En Belgique existe l’illusion que le danger de l’extrême-droite est passé. Il est vrai que le Vlaams Belang, dans les sondages, n’atteint plus que les 10% et qu’il peine à faire la une des médias autrement qu’avec les procès intentés par la marque de chaussures Louboutin contre Anke Van dermeersch (sénatrice du VB) qui a utilisé ces chaussures dans une campagne anti-islam… accusée d’être un plagiat par une artiste canadienne. Du côté francophone, l’extrême-droite est complètement invisible. Mais un bref regard porté au-delà de nos frontières suffit pour s’inquiéter.

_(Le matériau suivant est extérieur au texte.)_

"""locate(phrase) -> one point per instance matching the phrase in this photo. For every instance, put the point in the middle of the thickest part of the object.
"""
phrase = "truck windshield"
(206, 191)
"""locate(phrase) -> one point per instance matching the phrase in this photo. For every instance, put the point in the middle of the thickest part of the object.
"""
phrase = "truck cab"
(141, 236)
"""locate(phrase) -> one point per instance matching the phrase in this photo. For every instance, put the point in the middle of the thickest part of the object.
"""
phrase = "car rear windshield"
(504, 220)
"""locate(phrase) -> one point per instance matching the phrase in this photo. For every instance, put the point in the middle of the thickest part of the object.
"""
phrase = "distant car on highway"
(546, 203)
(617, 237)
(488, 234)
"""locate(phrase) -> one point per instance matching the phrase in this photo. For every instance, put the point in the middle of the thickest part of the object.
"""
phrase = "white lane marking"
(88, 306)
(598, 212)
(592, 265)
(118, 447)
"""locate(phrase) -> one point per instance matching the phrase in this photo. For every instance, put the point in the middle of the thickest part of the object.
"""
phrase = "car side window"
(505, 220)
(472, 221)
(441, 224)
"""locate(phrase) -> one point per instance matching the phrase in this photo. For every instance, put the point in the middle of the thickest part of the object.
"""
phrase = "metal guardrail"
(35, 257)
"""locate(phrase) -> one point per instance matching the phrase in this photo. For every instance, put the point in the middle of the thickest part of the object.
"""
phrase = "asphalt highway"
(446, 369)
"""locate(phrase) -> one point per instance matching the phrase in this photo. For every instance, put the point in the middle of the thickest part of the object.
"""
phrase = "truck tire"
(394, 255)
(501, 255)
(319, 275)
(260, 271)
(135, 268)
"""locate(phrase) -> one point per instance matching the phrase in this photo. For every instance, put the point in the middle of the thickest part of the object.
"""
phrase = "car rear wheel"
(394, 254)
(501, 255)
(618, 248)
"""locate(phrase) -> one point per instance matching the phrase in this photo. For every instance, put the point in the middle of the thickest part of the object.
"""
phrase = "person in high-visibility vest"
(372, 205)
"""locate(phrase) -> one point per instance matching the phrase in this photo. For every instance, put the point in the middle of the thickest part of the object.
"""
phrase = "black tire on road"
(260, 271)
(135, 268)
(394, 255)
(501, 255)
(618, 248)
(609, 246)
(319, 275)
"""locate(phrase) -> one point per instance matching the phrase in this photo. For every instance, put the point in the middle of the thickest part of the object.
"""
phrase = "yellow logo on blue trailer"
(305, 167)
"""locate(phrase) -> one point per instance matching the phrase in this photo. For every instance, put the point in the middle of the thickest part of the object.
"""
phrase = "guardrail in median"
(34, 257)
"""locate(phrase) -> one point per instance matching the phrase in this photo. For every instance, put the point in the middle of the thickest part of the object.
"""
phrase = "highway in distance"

De l’espace pour l’extrême-droite

L’instabilité politique est en forte hausse dans presque tous les pays européens, ce dont sont capables de profiter diverses forces populistes et d’extrême-droite. Dans une atmosphère d’aversion générale contre les politiciens établis, la tentation est grande de voter pour ceux qui critiquent le plus fortement l’establishment.

Même des formations considérées comme proches de la mort ont réussi à se requinquer électoralement. En France, Marine Le Pen est même en première place pour les élections européennes avec 24% dans les sondages, et elle dépasse les résultats obtenus par son père à son pic lors des élections présidentielles de 2002. Même le Parti du Progrès norvégien, durement frappé par la tuerie de masse commise en 2011 par son ex-membre et ancien responsable jeune d’une de ses sections Anders Behring Breivik, a fait son grand retour sur la scène avec 16,3% aux élections de septembre dernier, avec une participation gouvernementale à la clé.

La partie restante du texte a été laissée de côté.